[R-sig-eco] "average" regression - bootstrap?

Tue Aug 30 09:58:00 CEST 2011

Hi,

As you said, my approach at the moment is to sample the finite population.
I think if my model is extendend like: model <- lm(Y~X1()+X2), the only variation in the resulting distributions (after the 1000 simulations) is caused by the variabiltiy of X1 which is the runif function. 
To overcome this and to get a picture of the "real world" as you said,
bootstrapping can be a good option. Especially to compare results, as the bootstrap results are objects (I think). So I can then compare them (with anovas?) and get confidence intervalls etc.

So I am interested in using the runif-function with the bootstrap approach, but I don't know how to do that yet. Maybe you can give me an examplecode for my case. Pedro, you mentioned two different ways of bootstrapping, but they aren't clear to me yet, what are the differences in the results? Can both be applied in my case? 

So what I have so far in my case (my code which I want to extend with bootstrap):

X2 <- function()runif(length(X1a), X1a, X1b)
model <- lm(Y~X1())

example1 <- list()

n=1000
for(i in 1:n) {
	#define regression model
	model <- lm(Y~X1())
	example1[[paste("run",i,sep="")]] <- model
	}

info_model_runs <- function(lm){
	out <- c(lm$coefficients[1],	
	lm$coefficients[2],				
	pf(summary(lm)$fstatistic[1], summary(lm)$fstatistic[2],
	summary(lm)$fstatistic[3], lower.tail = FALSE),	
	summary(lm)$r.squared)	
	names(out) <- c(names(coefficients(model)[1]), names(coefficients(model)[2]),"p.value","r.squared")
	return(out)
	}

example1.results.model_runs <- list()

for (i in 1:length(example1)) SD1.results.model_runs[[names(example1)[i]]] <- info_model_runs(example1[[i]])

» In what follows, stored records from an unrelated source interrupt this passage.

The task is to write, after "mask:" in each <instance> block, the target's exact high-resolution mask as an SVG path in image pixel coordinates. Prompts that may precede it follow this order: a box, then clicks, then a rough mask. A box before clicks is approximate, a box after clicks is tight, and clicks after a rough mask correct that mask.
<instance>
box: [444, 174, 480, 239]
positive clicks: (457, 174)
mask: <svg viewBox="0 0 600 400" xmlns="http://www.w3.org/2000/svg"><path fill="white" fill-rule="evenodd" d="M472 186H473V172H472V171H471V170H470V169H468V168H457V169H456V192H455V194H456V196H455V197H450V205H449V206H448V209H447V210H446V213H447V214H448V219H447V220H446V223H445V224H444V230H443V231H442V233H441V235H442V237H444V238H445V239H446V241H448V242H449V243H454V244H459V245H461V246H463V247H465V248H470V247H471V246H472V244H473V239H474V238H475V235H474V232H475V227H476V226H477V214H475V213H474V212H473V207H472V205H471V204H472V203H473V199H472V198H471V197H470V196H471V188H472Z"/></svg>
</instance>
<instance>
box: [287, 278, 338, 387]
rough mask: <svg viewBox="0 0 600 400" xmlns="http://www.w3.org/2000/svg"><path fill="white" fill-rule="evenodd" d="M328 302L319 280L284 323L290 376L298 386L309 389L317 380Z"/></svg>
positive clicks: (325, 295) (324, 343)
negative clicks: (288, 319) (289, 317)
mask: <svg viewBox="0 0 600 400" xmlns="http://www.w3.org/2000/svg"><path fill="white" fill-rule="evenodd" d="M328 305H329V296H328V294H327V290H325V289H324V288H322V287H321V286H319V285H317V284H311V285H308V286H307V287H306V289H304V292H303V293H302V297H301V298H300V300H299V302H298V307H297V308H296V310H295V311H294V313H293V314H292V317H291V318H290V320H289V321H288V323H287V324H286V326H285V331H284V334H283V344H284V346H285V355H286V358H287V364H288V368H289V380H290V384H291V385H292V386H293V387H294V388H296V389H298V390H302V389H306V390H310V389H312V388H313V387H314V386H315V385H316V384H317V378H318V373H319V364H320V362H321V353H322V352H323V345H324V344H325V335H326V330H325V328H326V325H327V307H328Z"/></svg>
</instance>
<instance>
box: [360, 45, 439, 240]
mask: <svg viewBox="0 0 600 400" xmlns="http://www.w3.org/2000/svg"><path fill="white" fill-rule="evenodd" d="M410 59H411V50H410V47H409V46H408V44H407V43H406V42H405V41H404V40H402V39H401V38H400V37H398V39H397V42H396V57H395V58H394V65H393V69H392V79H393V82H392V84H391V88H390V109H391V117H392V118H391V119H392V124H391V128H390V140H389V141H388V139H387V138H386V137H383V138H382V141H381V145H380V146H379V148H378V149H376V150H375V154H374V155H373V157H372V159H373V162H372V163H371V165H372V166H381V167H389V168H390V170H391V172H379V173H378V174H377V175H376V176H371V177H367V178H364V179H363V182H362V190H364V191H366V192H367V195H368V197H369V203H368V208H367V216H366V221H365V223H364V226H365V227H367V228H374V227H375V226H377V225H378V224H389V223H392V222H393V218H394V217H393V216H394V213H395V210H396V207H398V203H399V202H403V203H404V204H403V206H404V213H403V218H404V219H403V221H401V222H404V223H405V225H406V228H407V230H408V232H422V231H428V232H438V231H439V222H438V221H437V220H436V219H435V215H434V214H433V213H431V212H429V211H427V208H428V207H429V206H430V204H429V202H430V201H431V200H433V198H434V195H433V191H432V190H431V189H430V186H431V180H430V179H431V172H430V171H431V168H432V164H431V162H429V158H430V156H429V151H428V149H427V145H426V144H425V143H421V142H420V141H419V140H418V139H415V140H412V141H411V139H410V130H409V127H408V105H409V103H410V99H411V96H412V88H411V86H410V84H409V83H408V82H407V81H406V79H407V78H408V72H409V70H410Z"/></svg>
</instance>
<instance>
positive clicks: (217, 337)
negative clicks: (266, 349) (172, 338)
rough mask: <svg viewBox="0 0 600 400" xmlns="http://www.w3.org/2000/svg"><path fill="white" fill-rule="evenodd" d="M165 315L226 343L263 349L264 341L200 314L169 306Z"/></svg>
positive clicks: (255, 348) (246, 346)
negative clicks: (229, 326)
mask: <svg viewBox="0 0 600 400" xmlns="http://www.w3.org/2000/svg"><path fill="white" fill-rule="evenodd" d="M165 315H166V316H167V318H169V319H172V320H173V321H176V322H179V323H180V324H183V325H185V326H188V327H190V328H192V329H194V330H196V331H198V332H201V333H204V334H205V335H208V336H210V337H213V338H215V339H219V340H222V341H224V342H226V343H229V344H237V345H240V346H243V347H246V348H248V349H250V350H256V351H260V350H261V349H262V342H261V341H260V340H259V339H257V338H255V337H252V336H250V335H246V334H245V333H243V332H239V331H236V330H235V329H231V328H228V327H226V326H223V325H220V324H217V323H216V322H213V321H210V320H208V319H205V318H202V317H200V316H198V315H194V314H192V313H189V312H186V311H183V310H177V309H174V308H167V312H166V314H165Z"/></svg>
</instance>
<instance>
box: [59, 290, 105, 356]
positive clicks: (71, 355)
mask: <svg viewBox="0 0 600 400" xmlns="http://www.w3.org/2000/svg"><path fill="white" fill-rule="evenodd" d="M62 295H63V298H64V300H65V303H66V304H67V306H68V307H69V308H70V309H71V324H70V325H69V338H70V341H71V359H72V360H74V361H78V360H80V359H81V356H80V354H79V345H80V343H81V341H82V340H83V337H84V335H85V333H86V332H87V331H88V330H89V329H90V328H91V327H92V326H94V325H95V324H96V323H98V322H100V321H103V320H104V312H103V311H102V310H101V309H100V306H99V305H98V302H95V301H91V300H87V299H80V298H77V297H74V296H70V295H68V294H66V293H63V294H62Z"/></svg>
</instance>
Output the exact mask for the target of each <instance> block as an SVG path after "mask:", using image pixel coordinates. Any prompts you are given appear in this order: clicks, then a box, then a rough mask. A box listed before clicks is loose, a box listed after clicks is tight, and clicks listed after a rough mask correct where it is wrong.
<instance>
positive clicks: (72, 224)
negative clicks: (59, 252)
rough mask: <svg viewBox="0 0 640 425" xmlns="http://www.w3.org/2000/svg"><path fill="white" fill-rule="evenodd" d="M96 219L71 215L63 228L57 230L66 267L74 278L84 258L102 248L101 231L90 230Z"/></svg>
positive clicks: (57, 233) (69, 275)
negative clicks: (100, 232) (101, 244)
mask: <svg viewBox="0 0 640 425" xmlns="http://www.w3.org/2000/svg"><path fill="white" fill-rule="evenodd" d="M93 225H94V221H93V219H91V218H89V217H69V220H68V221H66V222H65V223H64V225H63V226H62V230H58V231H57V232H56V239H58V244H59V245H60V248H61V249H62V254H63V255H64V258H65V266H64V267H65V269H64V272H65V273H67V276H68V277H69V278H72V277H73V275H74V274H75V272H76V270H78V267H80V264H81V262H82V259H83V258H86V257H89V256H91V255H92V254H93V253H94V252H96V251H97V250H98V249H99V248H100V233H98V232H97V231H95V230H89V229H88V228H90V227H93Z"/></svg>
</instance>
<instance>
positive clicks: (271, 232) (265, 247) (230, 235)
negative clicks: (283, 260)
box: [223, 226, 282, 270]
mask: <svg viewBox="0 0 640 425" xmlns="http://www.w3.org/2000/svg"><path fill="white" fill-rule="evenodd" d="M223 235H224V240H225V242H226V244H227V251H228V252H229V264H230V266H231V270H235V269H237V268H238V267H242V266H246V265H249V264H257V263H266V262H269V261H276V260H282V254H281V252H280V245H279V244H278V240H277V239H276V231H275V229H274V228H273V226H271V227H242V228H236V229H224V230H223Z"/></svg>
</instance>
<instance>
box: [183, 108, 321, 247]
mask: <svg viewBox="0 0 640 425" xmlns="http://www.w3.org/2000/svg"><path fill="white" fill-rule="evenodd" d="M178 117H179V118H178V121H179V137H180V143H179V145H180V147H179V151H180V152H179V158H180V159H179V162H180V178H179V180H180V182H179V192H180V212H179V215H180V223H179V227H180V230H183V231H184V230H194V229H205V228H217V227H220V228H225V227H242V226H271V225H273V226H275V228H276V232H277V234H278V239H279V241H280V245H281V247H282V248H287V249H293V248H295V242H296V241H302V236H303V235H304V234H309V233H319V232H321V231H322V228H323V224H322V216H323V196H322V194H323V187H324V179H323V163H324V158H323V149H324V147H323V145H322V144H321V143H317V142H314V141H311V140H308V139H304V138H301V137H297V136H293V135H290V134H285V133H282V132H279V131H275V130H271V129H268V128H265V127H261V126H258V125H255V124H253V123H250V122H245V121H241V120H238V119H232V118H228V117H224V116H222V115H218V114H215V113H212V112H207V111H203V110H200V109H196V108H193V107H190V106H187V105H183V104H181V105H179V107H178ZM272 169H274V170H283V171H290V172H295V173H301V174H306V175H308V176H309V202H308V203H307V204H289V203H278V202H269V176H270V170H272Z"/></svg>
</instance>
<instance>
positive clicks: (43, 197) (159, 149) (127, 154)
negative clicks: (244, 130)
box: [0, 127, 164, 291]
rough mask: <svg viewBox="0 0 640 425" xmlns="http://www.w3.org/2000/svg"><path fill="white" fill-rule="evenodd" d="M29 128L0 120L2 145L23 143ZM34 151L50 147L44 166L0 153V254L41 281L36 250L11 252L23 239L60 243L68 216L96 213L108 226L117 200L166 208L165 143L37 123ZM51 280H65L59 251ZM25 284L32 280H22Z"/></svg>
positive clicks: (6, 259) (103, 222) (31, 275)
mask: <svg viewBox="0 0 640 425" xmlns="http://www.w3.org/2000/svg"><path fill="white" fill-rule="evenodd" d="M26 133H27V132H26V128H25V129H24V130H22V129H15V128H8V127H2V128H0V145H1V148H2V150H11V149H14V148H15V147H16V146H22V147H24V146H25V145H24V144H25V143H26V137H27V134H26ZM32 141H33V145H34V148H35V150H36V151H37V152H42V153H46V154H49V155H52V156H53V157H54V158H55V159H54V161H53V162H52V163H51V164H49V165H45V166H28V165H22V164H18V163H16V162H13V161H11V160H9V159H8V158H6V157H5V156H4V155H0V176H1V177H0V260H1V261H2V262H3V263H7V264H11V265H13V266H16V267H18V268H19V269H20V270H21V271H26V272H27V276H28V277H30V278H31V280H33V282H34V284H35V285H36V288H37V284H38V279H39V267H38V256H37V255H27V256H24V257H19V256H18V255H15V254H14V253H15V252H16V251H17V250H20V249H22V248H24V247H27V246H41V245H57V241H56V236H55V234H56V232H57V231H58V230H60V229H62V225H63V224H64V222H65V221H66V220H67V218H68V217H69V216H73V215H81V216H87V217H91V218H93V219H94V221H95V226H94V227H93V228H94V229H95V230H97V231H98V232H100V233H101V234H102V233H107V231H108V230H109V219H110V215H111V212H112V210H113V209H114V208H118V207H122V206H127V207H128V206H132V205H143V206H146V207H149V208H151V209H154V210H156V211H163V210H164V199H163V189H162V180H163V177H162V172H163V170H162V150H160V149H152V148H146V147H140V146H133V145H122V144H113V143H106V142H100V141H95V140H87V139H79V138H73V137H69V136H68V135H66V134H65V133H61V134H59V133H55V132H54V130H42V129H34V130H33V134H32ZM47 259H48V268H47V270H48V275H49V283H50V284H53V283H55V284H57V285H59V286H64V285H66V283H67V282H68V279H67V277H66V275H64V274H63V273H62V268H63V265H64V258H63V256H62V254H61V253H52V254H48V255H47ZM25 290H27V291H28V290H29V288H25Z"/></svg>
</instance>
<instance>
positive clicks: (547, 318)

example1.results.dataframe <- as.data.frame(t(as.data.frame(example1.results.model_runs)))
summary(example1.results.dataframe)

Hopefully someone can help me with that....

Thanks
Johannes

-------- Original-Nachricht --------
> Datum: Mon, 29 Aug 2011 10:56:38 -0400
> Von: Pedro Lima Pequeno <pacolipe at gmail.com>
> An: Johannes Radinger <JRadinger at gmx.at>
> CC: R-sig-ecology at r-project.org
> Betreff: Re: [R-sig-eco] "average" regression - bootstrap?

> Hi Johannes,
> 
> I think your approach is reasonable. As you pointed out, however,
> generating such parameter distributions as you did is not strictly the
> same as bootstraping. The bootstrap simulates repeated sampling from
> one original, target population, by assuming the available sample is
> representative of that population and thus resampling it. Hence, it is
> a way of indirectly gathering information from the original
> population. This is only because in practice, resampling the
> population of interest is often impossible.
> In your case, you are directly simulating the target population (from
> a uniform distribution with known limits), an thus bootstraping is not
> needed. However, by directly simulating the target population and its
> samples, your results will mainly reflect properties of this abstract,
> infinite population. If you are also interested in a more "real world"
> setting, you could first simulate a large, but finite population and
> then sample it. At the same time, you could focus on a single, random
> sample from this finite population and then apply the bootstrap, as
> people would usually be able todo with their own data. Then, you could
> compare the results.
> It is also useful to check the shape of the resulting distributions
> before choosing the adequate measures to summarize it. For instance,
> the R2 sampling distribution is likely to be skewed, so using the mean
> will emphasize the tail values; the median could be more
> representative of the central tendency of the distribution in this
> case.
> 
> Regards
> 
> 2011/8/29, Johannes Radinger <JRadinger at gmx.at>:
> > Hello,
> >
> > I've kind of a tricky statistical problem. First of all: I want to do a
> > standard linear regression. Therefore my model is:
> >
> > X <- function()runif(length(Xa), Xa, Xb)
> > model <- lm(Y~X())
> >
> > so X is a function drawing a random number between Xa and Xb (that is
> > necessary in my case). What I did so far is:
> >
> > example1 <- list()
> > n=1000
> > for(i in 1:n) {
> > 	model <- lm(Y~X())
> > 	example1[[paste("run",i,sep="")]] <- model
> > 	}
> >
> > So I ran the regression 1000 times and created a list with the
> regression
> > parameters for each run.
> >
> > How can I analyse these results now? I can get nice mean values for p,
> > R-squared etc. but is that the right way?
> >
> > So I thought, maybe a bootstrap approach can help in this case. Instead
> of
> > doing the "manual" repeaded regression I can use bootstrap. But does the
> > boot-function allow to use the "runif"-function for the X variable, so
> that
> > each bootstrap run a new number is drawn? If it is the case it'd be nice
> > because then I can get summarized results, a thing that I want. On the
> other
> > hand, I don't necessarily need the subsampling of bootstrap. So in my
> case
> > the subsample=all cases. Does that make sense?
> >
> > Hopefully you can give me some inputs
> >
> > best regards
> > Johannes
> >
> >
> > --
> >
> > _______________________________________________
> > R-sig-ecology mailing list
> > R-sig-ecology at r-project.org
> > https://stat.ethz.ch/mailman/listinfo/r-sig-ecology
> >
> 
> 
> -- 
> Pedro A. C. Lima Pequeno
> Programa de Pós-graduação em Ecologia
> Instituto Nacional de Pesquisas da Amazônia
> Manaus, AM, Brasil

--